At the same time, axillary management has also evolved significantly. Not all patients now require axillary lymph node dissection. Surgical management has progressed from routine axillary dissection for nearly all patients, to sentinel lymph node biopsy, and now even toward selective omission of axillary dissection—or in some patients, potentially omission of sentinel node biopsy altogether.

In essence, breast surgery has evolved from a ‘one-size-fits-all’ approach to a philosophy that balances oncologic radicality with preservation of function and quality of life.

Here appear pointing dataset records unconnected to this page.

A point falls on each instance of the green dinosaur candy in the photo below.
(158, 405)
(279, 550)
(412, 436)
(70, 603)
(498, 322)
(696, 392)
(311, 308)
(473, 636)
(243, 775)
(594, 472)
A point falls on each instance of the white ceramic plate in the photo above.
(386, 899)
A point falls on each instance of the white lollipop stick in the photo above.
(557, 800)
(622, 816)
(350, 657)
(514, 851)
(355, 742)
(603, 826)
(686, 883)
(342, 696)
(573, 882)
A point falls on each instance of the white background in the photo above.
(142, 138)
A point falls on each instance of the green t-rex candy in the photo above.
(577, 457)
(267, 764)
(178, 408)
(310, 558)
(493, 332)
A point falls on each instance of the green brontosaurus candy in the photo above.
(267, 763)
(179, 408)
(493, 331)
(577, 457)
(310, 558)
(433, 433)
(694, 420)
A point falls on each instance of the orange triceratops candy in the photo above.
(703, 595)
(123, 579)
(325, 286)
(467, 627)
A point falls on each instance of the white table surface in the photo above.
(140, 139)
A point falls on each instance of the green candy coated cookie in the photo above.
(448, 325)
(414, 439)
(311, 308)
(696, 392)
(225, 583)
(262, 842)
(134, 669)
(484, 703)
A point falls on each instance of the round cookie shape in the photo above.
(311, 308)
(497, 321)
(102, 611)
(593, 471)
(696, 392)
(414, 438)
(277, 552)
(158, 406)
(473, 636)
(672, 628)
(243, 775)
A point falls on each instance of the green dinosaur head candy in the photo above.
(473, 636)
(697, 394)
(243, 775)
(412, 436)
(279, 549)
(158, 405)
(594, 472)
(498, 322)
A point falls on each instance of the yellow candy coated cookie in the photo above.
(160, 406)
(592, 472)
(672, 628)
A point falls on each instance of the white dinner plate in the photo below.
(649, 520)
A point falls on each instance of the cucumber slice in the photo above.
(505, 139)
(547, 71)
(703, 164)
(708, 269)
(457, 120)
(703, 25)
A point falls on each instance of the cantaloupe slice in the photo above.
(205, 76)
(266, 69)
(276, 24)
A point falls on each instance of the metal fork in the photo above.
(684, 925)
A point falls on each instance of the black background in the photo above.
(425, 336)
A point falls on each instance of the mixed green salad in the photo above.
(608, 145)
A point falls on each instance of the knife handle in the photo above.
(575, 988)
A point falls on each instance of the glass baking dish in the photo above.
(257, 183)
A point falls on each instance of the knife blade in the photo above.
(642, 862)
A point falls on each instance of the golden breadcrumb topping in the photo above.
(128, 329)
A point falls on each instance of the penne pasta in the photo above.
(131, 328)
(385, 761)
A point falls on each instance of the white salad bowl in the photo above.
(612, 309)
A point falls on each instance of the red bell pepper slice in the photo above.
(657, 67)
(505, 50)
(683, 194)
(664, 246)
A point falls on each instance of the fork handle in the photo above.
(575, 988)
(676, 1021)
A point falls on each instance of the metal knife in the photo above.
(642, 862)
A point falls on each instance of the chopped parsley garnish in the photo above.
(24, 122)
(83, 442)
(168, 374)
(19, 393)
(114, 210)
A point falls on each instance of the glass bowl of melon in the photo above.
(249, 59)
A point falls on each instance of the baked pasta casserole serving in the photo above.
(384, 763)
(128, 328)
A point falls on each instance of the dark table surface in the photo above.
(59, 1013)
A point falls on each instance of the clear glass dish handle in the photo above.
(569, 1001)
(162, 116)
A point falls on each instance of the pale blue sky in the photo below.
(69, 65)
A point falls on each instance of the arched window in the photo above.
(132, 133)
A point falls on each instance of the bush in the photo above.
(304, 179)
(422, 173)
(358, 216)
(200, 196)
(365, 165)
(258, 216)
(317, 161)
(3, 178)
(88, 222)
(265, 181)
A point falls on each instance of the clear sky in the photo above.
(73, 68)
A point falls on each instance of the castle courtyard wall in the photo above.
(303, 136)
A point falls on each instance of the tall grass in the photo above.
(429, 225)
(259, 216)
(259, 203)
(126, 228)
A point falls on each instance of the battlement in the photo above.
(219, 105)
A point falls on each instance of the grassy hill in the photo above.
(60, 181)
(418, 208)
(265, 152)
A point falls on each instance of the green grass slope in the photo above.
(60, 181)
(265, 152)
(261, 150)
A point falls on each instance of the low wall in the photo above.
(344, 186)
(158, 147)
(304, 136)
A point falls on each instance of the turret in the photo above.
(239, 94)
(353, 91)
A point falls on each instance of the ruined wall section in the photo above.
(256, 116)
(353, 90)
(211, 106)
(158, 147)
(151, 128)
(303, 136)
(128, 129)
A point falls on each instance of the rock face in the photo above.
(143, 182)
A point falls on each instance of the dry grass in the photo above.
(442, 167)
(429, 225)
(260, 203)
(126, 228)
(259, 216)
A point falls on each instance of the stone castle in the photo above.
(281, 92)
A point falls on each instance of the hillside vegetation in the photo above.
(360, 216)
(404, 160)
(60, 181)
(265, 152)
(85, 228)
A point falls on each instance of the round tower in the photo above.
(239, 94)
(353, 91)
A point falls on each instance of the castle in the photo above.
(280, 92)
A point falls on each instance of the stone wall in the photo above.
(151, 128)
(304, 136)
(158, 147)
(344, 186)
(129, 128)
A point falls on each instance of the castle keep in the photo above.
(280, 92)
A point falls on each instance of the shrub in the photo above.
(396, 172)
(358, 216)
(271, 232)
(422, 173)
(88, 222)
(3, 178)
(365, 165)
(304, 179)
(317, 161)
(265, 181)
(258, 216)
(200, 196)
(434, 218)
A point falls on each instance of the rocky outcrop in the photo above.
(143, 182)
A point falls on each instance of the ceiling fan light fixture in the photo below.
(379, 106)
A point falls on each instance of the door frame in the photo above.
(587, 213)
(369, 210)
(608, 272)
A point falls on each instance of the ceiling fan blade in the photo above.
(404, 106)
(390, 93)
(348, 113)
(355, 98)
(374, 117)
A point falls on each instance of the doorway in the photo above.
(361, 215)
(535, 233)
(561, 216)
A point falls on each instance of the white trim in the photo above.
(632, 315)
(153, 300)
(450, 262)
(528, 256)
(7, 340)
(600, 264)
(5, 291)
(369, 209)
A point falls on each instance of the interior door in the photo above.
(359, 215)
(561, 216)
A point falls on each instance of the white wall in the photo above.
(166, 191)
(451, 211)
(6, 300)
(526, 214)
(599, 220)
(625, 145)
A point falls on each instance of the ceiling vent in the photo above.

As neoadjuvant therapies continue to improve, the overall treatment principle increasingly centers on surgical de-escalation for breast cancer patients. Based on each patient’s individual characteristics and response to neoadjuvant therapy, we aim to design personalized surgical strategies that not only achieve oncologic control but also maximize preservation and reconstruction of breast appearance.

For patients eligible for breast-conserving surgery, we should preserve the breast whenever possible. Today, we have many reconstructive and oncoplastic options available, including standard breast-conserving surgery, volume displacement techniques, volume replacement procedures, and various perforator flap approaches.

In addition, endoscopic and robotic-assisted techniques can now be incorporated into both breast-conserving and reconstructive surgery, helping preserve breast aesthetics more effectively and facilitating patients’ return to normal social functioning.

The same principle applies to axillary management. Decisions regarding axillary dissection should be individualized according to each patient’s specific situation. Even when one or two positive sentinel lymph nodes are identified, some patients may still avoid axillary dissection.

Ultimately, our goal is not only to improve survival outcomes, but also to help patients achieve a better quality of life and reintegrate more fully into society.”